PrismML compressed a 27-billion-parameter AI model from 54 GB to under 4 GB to run entirely on an iPhone 17 Pro.
PrismML compressed a 27-billion-parameter AI model from 54 GB to under 4 GB to run entirely on an iPhone 17 Pro.

Apple is in discussions with Caltech spinout PrismML to deploy a 27-billion-parameter AI model directly on the iPhone, a breakthrough that could eliminate the need for cloud processing in advanced AI tasks.
The startup successfully compressed Alibaba's open-source Qwen 3.6 model — which normally requires 54 gigabytes of memory — to less than 4 gigabytes, keeping all 27 billion parameters active simultaneously. Most AI models running on smartphones today activate only a few billion parameters at a time to manage power and heat constraints.
PrismML achieved the compression using ultra-dense 1-bit and ternary weight architectures, reducing memory footprint by as much as 14 times while running up to eight times faster than conventional compressed models, according to the company. The startup plans to release its open-source model on July 14.

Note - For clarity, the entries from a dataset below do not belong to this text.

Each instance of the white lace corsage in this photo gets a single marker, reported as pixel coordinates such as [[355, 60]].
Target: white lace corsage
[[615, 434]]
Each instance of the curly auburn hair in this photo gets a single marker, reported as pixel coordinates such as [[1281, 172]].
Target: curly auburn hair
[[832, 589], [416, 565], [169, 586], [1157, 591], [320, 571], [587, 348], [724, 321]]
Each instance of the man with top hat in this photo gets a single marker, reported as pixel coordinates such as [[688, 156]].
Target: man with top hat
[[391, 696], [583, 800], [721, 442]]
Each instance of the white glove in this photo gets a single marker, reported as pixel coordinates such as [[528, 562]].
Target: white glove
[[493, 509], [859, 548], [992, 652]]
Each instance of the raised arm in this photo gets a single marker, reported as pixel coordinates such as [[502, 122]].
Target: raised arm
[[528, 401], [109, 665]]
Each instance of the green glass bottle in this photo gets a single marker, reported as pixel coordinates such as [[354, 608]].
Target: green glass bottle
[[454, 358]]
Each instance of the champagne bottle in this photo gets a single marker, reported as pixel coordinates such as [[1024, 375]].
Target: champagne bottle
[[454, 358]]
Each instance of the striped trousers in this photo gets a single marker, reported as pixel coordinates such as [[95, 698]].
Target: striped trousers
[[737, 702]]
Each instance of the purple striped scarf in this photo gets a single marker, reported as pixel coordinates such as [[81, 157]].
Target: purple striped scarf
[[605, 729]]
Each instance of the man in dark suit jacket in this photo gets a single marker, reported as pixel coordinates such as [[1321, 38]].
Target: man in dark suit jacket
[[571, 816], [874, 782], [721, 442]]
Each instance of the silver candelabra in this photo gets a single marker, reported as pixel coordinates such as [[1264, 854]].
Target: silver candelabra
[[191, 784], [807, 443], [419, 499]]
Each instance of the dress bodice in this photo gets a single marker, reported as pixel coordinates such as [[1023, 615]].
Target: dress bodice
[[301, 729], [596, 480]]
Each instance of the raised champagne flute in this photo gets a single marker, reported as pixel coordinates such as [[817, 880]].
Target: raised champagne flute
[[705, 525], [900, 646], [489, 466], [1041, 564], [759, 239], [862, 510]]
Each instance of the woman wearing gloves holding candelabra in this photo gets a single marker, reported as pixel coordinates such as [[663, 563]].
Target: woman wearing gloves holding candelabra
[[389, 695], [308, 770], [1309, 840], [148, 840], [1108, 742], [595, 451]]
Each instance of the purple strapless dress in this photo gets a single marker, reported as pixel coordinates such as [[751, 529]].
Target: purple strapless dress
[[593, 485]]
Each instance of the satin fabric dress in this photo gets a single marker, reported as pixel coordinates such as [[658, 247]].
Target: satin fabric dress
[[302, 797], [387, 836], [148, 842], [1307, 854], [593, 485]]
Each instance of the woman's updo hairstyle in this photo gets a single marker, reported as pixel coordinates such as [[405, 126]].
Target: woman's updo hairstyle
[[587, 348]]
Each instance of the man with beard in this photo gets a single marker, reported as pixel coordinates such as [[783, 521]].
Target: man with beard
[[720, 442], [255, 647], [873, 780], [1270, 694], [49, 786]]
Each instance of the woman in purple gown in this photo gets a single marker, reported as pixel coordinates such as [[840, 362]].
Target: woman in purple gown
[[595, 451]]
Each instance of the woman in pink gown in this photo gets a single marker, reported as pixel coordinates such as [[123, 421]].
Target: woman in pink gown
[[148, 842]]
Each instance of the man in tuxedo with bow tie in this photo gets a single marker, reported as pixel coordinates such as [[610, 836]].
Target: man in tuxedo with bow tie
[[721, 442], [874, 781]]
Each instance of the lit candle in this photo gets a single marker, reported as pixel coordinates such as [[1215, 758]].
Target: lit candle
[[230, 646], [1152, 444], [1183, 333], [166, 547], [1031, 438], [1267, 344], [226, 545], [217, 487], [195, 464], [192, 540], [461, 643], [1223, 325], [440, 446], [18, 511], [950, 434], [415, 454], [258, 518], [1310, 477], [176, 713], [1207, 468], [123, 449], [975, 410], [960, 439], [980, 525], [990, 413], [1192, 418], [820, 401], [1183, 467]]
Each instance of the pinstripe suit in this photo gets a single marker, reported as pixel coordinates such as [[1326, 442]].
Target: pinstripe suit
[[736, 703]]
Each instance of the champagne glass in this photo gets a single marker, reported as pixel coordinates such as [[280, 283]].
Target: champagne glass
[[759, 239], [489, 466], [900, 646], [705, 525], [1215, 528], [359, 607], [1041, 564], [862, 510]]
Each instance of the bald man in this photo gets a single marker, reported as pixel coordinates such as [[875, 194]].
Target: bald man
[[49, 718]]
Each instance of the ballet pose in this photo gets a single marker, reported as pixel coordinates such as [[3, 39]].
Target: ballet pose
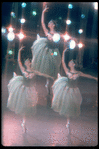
[[22, 90], [67, 98]]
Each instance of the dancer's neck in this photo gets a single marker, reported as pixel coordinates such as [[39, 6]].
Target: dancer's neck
[[72, 69]]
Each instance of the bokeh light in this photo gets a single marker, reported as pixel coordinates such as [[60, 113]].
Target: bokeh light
[[22, 20], [80, 45], [82, 16], [96, 5], [80, 31], [13, 14], [10, 29], [68, 22], [72, 44], [70, 6], [23, 5], [34, 13], [3, 30], [21, 35], [56, 37], [66, 37], [10, 36]]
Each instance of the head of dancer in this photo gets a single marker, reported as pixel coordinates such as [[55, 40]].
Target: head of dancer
[[70, 58], [27, 64]]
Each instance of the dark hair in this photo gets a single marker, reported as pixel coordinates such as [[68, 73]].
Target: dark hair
[[70, 55], [52, 21]]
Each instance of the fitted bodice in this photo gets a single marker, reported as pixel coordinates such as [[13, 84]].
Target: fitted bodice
[[73, 82]]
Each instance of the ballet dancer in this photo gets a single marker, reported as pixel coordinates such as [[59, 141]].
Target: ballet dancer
[[22, 90], [67, 98]]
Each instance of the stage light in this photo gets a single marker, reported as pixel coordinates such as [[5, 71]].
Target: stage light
[[56, 37], [68, 22], [22, 20], [60, 18], [80, 31], [70, 6], [10, 51], [34, 13], [82, 16], [10, 36], [72, 44], [96, 5], [66, 37], [10, 29], [13, 14], [3, 30], [21, 36], [80, 45], [55, 53], [23, 5]]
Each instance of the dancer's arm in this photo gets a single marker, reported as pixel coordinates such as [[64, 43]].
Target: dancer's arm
[[42, 21], [63, 62], [19, 60], [88, 76]]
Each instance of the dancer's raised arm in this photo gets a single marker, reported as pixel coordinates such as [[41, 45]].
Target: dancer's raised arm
[[88, 76], [42, 21], [63, 62]]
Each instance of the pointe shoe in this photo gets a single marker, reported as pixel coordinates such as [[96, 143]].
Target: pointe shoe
[[23, 127]]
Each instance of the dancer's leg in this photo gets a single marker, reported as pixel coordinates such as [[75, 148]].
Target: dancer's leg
[[69, 131], [47, 85], [24, 124]]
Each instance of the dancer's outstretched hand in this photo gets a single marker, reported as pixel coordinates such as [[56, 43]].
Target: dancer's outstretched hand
[[22, 48]]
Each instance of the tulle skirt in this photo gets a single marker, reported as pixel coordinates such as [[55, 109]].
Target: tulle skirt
[[46, 57], [22, 95], [66, 100]]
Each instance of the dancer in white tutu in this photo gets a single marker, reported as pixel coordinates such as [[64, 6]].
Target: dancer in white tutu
[[47, 51], [67, 98], [22, 91]]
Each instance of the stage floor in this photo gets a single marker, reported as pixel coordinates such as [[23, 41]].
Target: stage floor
[[47, 128]]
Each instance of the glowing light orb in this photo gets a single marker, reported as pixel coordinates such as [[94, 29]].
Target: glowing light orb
[[60, 18], [66, 37], [72, 44], [23, 5], [56, 37], [80, 31], [68, 22], [3, 30], [10, 29], [13, 14], [80, 45], [21, 36], [22, 20], [10, 52], [10, 36], [34, 13], [82, 16], [70, 6], [96, 5], [55, 53]]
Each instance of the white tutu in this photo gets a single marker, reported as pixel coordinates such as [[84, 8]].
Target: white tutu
[[66, 98], [22, 94]]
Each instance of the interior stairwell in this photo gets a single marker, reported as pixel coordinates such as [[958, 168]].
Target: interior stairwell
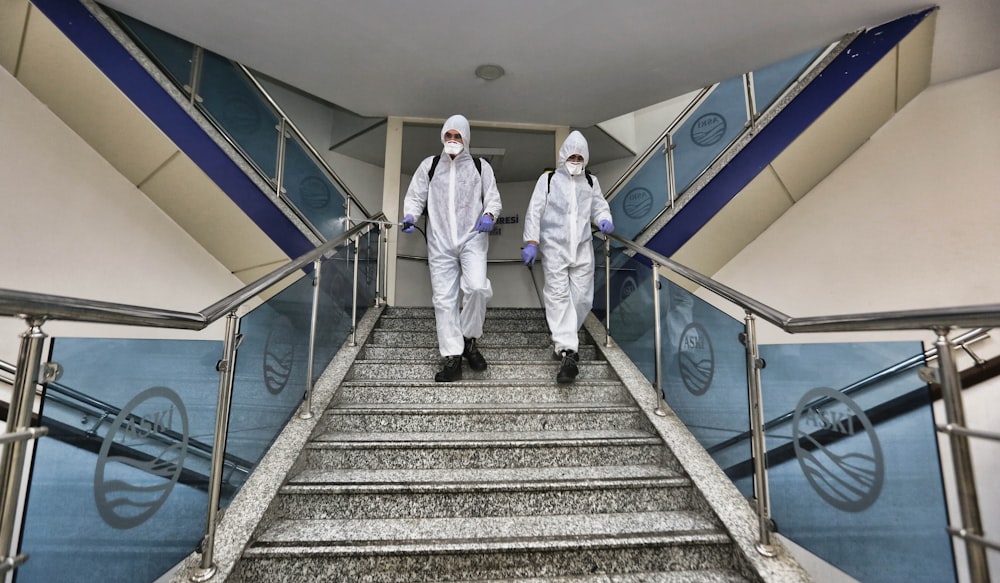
[[503, 476]]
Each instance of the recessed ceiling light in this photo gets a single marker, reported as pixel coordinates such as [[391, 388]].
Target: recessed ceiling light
[[489, 72]]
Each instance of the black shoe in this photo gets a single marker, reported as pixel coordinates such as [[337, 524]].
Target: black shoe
[[452, 370], [559, 355], [471, 352], [568, 370]]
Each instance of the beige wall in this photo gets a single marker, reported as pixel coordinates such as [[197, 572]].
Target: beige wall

The technology could reshape Apple's AI strategy. At WWDC, Apple introduced a revamped Siri architecture that still relies on sending data to Google's Gemini models in the cloud for complex tasks. On-device AI would offer total user privacy, faster response times, and zero dependence on cellular connectivity — while saving Apple the cost of cloud server infrastructure that rivals like Meta, Microsoft and Amazon are spending hundreds of billions to build.

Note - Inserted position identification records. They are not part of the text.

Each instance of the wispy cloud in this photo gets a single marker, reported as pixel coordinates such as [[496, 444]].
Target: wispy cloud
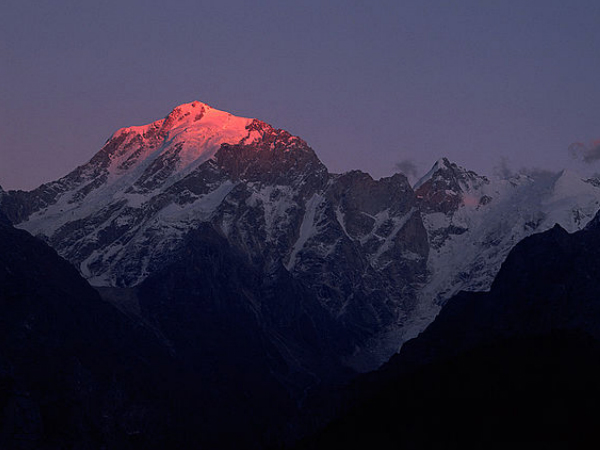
[[408, 168], [588, 153], [502, 168]]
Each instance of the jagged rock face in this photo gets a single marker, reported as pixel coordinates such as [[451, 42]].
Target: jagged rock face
[[473, 222], [74, 372], [357, 244], [374, 252]]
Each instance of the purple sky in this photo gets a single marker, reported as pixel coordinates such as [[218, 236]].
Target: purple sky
[[367, 84]]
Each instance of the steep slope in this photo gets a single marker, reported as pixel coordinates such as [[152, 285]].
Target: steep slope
[[473, 222], [74, 372], [521, 360], [355, 243]]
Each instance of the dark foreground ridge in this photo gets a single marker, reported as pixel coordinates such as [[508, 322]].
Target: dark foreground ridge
[[519, 364]]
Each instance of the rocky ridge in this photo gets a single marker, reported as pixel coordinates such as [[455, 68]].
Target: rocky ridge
[[380, 256]]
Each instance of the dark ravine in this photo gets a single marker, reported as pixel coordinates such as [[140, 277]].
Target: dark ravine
[[75, 373], [517, 364], [234, 291]]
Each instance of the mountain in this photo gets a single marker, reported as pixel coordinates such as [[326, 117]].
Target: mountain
[[355, 243], [513, 366], [473, 222], [380, 256], [74, 371]]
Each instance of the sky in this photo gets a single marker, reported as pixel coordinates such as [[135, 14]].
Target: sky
[[375, 85]]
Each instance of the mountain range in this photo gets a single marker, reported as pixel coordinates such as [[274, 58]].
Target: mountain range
[[229, 250]]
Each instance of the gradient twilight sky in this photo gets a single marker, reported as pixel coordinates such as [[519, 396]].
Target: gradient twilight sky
[[368, 84]]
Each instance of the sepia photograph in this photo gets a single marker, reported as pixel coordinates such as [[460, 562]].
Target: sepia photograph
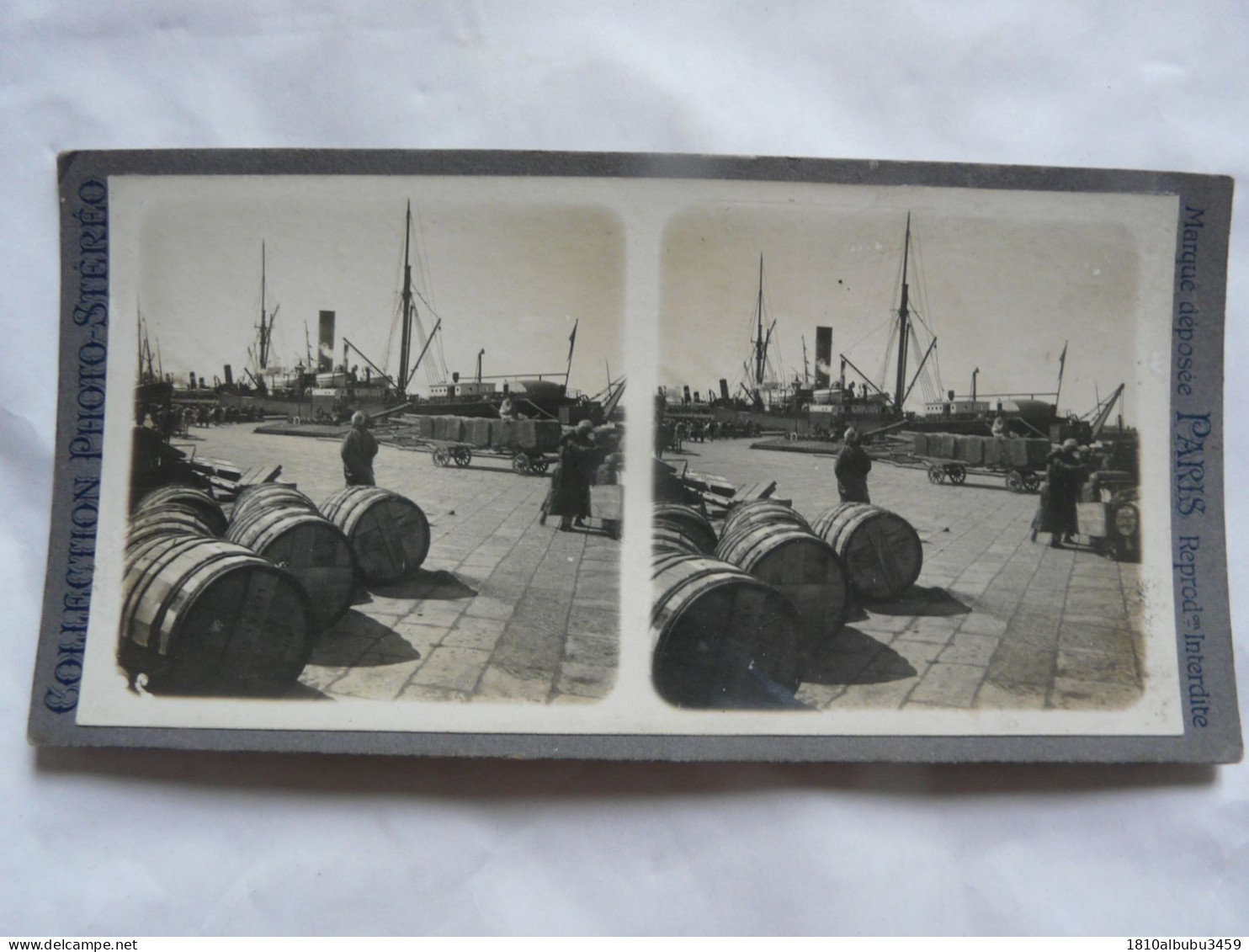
[[905, 470], [376, 444], [361, 475]]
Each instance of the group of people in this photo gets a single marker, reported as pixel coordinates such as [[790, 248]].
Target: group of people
[[1066, 474], [585, 461]]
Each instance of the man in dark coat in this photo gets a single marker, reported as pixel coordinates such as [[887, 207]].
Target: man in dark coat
[[851, 469], [1065, 474], [570, 485], [359, 450]]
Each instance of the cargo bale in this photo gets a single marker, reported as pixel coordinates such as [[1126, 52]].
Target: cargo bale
[[1016, 453], [1037, 451], [539, 433], [993, 451], [970, 450], [502, 433], [477, 433]]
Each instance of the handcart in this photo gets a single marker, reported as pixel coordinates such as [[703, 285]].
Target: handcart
[[529, 462], [1018, 479]]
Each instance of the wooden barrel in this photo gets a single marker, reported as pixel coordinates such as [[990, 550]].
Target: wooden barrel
[[170, 519], [683, 525], [758, 513], [266, 495], [800, 565], [306, 545], [189, 496], [722, 639], [880, 550], [204, 616], [389, 534]]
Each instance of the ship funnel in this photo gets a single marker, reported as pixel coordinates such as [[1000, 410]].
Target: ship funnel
[[823, 356], [325, 343]]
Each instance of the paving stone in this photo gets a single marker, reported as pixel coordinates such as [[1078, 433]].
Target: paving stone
[[882, 694], [588, 680], [481, 634], [949, 685], [428, 693], [452, 667], [498, 683], [982, 624], [379, 681], [1072, 694], [421, 637], [968, 649], [487, 608], [1117, 668], [591, 649], [319, 678], [1022, 697]]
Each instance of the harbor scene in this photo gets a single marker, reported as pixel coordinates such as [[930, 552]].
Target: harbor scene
[[425, 505], [837, 529]]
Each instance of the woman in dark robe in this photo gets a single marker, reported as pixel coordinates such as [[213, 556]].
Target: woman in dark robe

Why on-device AI matters for investors
Apple has already held meetings with PrismML about potential applications, according to people familiar with the talks. The company's biggest secretive AI acquisition was Q.ai, a startup that reportedly went for $2 billion. Bringing PrismML's technology in-house would give Apple a differentiated capability that no major smartphone competitor currently offers.

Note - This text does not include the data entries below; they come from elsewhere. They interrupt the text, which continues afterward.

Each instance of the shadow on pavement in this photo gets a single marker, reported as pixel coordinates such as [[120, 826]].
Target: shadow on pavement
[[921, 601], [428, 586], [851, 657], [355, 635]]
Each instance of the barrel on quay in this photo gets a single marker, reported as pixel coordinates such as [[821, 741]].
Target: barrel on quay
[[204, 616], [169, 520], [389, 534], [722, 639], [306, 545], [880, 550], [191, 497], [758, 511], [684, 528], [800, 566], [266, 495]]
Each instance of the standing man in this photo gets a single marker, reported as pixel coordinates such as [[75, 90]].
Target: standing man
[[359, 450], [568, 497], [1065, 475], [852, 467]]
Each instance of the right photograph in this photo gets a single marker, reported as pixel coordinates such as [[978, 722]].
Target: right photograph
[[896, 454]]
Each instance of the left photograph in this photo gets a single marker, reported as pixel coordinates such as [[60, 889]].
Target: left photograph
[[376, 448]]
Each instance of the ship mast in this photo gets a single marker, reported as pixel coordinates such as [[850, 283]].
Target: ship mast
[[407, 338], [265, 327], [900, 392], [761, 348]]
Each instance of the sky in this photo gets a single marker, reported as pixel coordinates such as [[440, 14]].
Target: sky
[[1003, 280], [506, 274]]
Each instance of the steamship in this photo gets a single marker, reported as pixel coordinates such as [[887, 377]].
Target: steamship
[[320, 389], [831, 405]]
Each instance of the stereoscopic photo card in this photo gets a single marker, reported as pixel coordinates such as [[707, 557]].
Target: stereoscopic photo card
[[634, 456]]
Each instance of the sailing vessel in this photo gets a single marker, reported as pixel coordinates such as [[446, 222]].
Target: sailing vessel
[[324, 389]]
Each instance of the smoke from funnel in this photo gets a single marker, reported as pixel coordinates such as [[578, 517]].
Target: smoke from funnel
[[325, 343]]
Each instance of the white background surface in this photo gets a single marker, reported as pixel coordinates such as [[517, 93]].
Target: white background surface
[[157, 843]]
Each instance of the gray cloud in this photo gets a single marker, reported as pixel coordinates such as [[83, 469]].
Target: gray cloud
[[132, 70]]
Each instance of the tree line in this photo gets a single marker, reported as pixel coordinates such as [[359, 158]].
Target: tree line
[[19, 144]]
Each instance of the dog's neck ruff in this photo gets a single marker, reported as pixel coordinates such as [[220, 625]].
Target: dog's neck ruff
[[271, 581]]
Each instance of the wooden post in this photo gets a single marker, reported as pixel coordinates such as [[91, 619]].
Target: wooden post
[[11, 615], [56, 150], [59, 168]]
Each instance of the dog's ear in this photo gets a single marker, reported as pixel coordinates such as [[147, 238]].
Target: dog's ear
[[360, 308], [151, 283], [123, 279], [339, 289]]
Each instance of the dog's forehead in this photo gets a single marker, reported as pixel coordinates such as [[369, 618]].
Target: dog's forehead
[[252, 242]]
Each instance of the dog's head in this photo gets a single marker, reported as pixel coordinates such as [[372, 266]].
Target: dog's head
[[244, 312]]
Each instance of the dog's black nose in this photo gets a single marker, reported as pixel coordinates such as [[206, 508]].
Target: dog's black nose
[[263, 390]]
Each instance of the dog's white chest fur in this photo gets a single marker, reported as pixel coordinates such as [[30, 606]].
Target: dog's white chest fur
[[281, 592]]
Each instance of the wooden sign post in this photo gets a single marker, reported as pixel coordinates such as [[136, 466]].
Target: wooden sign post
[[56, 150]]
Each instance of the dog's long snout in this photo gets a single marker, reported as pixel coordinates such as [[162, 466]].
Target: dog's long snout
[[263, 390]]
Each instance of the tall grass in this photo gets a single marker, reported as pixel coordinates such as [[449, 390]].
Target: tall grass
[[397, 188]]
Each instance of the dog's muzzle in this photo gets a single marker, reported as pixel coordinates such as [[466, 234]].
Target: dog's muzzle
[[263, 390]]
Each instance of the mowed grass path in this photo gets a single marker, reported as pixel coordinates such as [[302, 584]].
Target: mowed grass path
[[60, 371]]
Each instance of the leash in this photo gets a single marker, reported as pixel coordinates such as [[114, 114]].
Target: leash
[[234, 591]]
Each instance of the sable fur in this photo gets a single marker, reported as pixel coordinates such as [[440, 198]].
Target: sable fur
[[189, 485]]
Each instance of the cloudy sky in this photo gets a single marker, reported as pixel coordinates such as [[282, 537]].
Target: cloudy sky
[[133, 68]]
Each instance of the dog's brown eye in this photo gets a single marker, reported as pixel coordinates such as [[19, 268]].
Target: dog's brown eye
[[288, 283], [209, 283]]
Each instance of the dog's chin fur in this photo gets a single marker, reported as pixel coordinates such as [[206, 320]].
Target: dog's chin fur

The technical hurdle has been memory bandwidth. A 27-billion-parameter model at 16-bit precision requires about 54 GB of memory — far beyond what any smartphone can accommodate. PrismML's approach uses 1-bit and ternary weights that reduce each parameter to one or two bits instead of 16, slashing the memory requirement while preserving benchmark performance.
For context, Apple's A18 Pro chip in the iPhone 17 Pro has a unified memory architecture shared between CPU and GPU, with total system memory of 8 to 12 gigabytes depending on configuration. Running a full 27-billion-parameter model locally would have been impossible without the compression technique PrismML developed.
Competitive implications
The move would put pressure on Samsung and Google to accelerate their own on-device AI deployments. Samsung has been developing its Gauss models, while Google's Pixel lineup runs Tensor chips optimized for the company's Gemini Nano. Neither has demonstrated the ability to run a model of this scale entirely on-device with all parameters active.
Apple shares rose 0.88 percent to $313.39 on Wednesday. The company trades at roughly 30 times forward earnings. If PrismML's technology delivers on its claims, the resulting upgrade cycle for iPhones could be significant — on-device AI capabilities of this magnitude are widely considered the next catalyst for smartphone replacement demand.
This article is for informational purposes only and does not constitute investment advice.